Phosphorescence by Julia Baird.

Over the last decade, we have become better at knowing what brings us contentment, well-being and joy. We know, for example, that there are a few core truths to science of happiness. We know that being kind and altruistic makes us happy, that turning off devices, talking to people, forging relationships, living with meaning and delving into the concerns of others offer our best chance at achieving happiness. But how do we retain happiness? It often slips out of our hands as quickly as we find it. So, when we are exposed to, or learn, good things, how do we continue to burn with them? And more than that, when our world goes dark, when we're overwhelmed by illness or heartbreak, loss or pain, how do we survive, stay alive or even bloom?
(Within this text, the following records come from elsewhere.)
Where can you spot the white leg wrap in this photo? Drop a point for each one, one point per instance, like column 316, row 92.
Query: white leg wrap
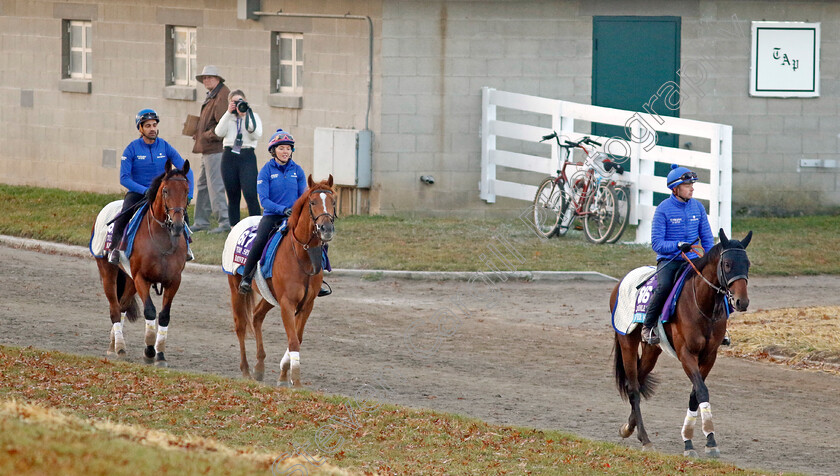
column 160, row 344
column 706, row 415
column 150, row 332
column 284, row 363
column 688, row 425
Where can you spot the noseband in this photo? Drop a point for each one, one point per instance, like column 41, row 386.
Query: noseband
column 167, row 223
column 331, row 217
column 722, row 280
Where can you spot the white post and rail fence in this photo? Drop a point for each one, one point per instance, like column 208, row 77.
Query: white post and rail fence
column 640, row 147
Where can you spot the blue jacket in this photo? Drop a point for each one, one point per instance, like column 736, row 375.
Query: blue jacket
column 675, row 221
column 142, row 162
column 279, row 186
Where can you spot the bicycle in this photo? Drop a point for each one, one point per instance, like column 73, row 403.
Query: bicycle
column 561, row 199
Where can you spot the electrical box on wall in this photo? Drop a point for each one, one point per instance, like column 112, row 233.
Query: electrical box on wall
column 344, row 153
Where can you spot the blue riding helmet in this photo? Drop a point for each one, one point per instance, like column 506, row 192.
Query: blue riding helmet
column 680, row 175
column 281, row 137
column 145, row 115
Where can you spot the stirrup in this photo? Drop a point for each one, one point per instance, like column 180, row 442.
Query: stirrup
column 324, row 291
column 244, row 286
column 651, row 337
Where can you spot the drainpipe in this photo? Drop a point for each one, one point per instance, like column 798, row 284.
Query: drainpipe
column 339, row 17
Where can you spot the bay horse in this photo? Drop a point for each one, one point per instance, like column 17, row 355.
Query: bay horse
column 158, row 257
column 297, row 274
column 695, row 330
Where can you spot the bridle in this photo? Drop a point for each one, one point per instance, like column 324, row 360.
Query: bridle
column 722, row 280
column 314, row 234
column 167, row 223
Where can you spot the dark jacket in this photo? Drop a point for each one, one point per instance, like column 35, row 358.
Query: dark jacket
column 214, row 107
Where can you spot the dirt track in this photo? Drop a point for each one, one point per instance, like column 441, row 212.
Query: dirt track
column 538, row 356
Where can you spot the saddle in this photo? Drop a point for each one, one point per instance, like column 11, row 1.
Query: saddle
column 101, row 239
column 633, row 298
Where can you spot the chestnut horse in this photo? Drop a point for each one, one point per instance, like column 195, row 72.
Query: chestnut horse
column 695, row 330
column 296, row 279
column 158, row 256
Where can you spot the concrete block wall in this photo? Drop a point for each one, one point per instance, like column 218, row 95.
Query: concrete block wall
column 62, row 139
column 436, row 56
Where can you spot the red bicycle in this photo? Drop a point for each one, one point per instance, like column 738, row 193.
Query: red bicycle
column 585, row 195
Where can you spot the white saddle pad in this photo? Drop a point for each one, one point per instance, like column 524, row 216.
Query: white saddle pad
column 235, row 238
column 100, row 230
column 238, row 236
column 625, row 303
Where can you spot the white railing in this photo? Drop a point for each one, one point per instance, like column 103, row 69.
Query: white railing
column 640, row 147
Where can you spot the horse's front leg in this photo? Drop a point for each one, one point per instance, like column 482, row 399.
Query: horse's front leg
column 149, row 313
column 287, row 309
column 699, row 400
column 108, row 274
column 259, row 316
column 163, row 322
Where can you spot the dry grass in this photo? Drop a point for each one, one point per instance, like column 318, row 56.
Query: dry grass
column 800, row 337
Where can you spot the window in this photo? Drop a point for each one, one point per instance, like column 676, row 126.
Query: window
column 181, row 56
column 78, row 63
column 287, row 54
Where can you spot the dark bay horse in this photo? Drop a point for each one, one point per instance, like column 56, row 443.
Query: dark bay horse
column 159, row 255
column 296, row 279
column 695, row 331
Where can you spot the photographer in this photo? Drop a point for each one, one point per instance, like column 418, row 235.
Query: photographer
column 241, row 128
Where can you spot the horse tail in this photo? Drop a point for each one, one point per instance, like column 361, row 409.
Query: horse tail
column 132, row 309
column 620, row 374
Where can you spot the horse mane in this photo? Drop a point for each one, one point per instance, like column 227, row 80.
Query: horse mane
column 297, row 208
column 155, row 185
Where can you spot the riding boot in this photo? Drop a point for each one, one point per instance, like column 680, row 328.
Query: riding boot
column 245, row 284
column 114, row 256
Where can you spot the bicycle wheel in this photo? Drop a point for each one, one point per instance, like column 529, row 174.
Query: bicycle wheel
column 548, row 204
column 599, row 215
column 622, row 203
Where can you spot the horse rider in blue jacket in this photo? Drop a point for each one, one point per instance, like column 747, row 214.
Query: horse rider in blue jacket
column 142, row 161
column 677, row 223
column 279, row 184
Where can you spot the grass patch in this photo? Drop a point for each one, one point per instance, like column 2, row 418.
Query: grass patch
column 779, row 245
column 800, row 337
column 253, row 418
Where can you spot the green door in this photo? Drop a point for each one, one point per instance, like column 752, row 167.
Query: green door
column 632, row 58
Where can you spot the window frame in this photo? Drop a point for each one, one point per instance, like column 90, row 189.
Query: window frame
column 295, row 62
column 172, row 55
column 86, row 49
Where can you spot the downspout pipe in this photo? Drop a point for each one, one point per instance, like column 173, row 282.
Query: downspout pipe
column 340, row 17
In the muck and grit of a daily existence full of disappointments and a disturbing lack of control over many of the things that matter most - finite relationships, fragile health, fraying economies, a planet in peril - how do we find, nurture and carry our own inner, living light - a light to ward off the darkness?

 

Tiny Beautiful Things by Cheryl Strayed.

Rich with humour, insight, compassion - and absolute honesty - Tiny Beautiful Things is a balm for everything life throws our way, administered by the author of the New York Times-bestselling memoir, WildLife can be hard: your lover cheats on you, you lose a family member, you can't pay the bills. But it can be pretty great, too: you've had the hottest sex of your life, you get that plum job, you muster the courage to write your novel. Everyday across the world, people go through the full and glorious gamut of life - but sometimes, a little advice is needed. For several years, thousands turned to Cheryl Strayed, a then-anonymous internet Agony Aunt. But unlike most Agony Aunts, this one's advice was spun from genuine compassion and informed by a wealth of personal experience - experience that was sometimes tragic and sometimes tender, often hilarious and often heartbreaking. Having successfully battled her own demons while hiking the Pacific Crest Trail, Cheryl Strayed sat down to answer the letters of the frightened, the anxious, the confused; and with each gem-like correspondence - of which the best are collected in this volume - she proved to be the perfect guide for those who had got a little lost in life.